State of the University: Eastern to be ‘Market Smart, Mission Driven’

The fall University Meeting opened the 2019-20 academic year on August 26 as President Elsa Núñez described the new reality of the higher education marketplace and laid out her vision for Eastern’s future. More than 300 faculty and staff converged on the Betty R. Tipton Room for the meeting, which also welcomed more than 30 new hires and honored 17 longstanding colleagues who are retiring or were receiving service awards.

The theme of the president’s State of the University Address was “Market Smart; Mission Driven”—a strategy of responding to the changing higher education marketplace while remaining true to Eastern’s public liberal arts mission.

“The higher education marketplace is changing,” said Núñez, “as are the demographics of the people we serve, creating a new reality that knocks loudly at our door.”

Núñez described a reality that includes fewer students graduating from high school, declining state funding, and a new generation of young adults with different interests and expectations.

Speaking to declining state funding, she said that in 1990, more than 60 percent of Eastern’s operating budget was funded by the State of Connecticut. Now the university gets less than 40 percent.

Staff and faculty who were honored for years of service and retirement. Front row, left to right: Drew Hyatt (20 years), Kristalyn Salters-Pedneault (10 years), Jutta Ares (retirement), Denise Bierly (25 years), Weiping Liu (retirement). Back row: Walter Diaz (20 years), Mohd Rujoub (20 years), Jeffrey Danforth (retirement), Angela Bazin (20 years), Rita Malenczyk (25 years), David Pellgrini (20 years), Kim Dugan (20 years), Theresa Severance (20 years), Michelle Bacholle (20 years).

As enrollments are down nationwide for public universities, Núñez added, “For the next five years, we can expect an additional two to three percent annual decline in the number of high school graduates, which is an additional 10–15 percent on top of the downward national trend we’ve already seen.”

Despite these fiscal and demographic challenges, Núñez assured the audience that Eastern is on solid footing, as the university has managed its budget frugally in recent years by cautiously filling vacancies—hiring only the most essential student- and safety-focused positions. Eastern has also saved money through green-energy practices, cutting costs across campus and other initiatives of the Ad Hoc Budget Committee.

The past decade of fiscal restraint has resulted in a reserves fund of $28 million—the third largest in the state university system, albeit being the smallest school.

“Until now we have been able to grow our reserves without having to reach into our savings to balance the budget,” said Núñez. “This is not by choice, but this is exactly why we worked hard to build a healthy reserve.
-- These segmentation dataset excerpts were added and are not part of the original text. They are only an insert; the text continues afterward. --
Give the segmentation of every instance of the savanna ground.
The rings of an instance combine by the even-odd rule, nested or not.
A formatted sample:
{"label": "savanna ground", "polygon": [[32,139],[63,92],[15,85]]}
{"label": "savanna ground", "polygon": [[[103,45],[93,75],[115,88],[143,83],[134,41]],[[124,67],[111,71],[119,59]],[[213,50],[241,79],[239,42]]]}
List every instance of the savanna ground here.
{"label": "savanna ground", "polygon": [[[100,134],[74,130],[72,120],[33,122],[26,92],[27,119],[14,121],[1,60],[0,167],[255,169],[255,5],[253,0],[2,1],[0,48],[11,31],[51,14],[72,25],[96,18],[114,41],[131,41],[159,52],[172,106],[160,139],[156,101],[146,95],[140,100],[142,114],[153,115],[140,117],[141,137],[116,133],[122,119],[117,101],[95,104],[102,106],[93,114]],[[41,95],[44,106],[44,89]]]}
Without your past sacrifices, we would not be in position to do so.”

Causes for turning to the reserves fund this year include lower enrollment; a reduction in state funding for fringe benefits; pay raises as negotiated by bargaining units; the hiring of essential new staff; and increased utilities costs due to the reopening of two new buildings. 

Núñez also listed ways the university can be “market smart.” She said Eastern can continue to offer new majors — citing recent additions such as health sciences, criminology and finance — as well as modernize existing programs to ensure they meet workplace needs.

She also described increased recruitment efforts toward adult learners as well as tapping into new markets, such as New York, New Jersey and Puerto Rico.

Núñez particularly focused on the importance of retaining current students, outlining retention efforts that include a new advising model that engages all students—particularly transfer students and undeclared majors—and using data analytics to track student progress.

In challenging times, Núñez emphasized the importance of staying “mission driven”—offering a public liberal arts education with a focus on applied learning.

“We believe that the liberal arts offer the best intellectual tools we can provide students, skills highly sought by U.S. employers,” she said. Priorities moving forward include ensuring that all students experience hands-on learning — such as internships and research — and know how to articulate their education when applying for jobs.

Speaking to the “public” aspect of a state university, Núñez said, “Our responsibility to the citizens of Connecticut and to serving students from all walks of life is the bedrock of our mission.”

The president said that Eastern will maintain its high admission standards. “We can be elite without being elitist,” she said, pointing out that 30 percent of the student body are people of color and 88 percent of students receive financial aid.

“This moment in our history will define our future,” said Núñez in closing. “We have an opportunity to forge a new identity, focused on improving the quality of every aspect of our educational enterprise, while staying true to the public, liberal arts and experiential learning elements of our mission.”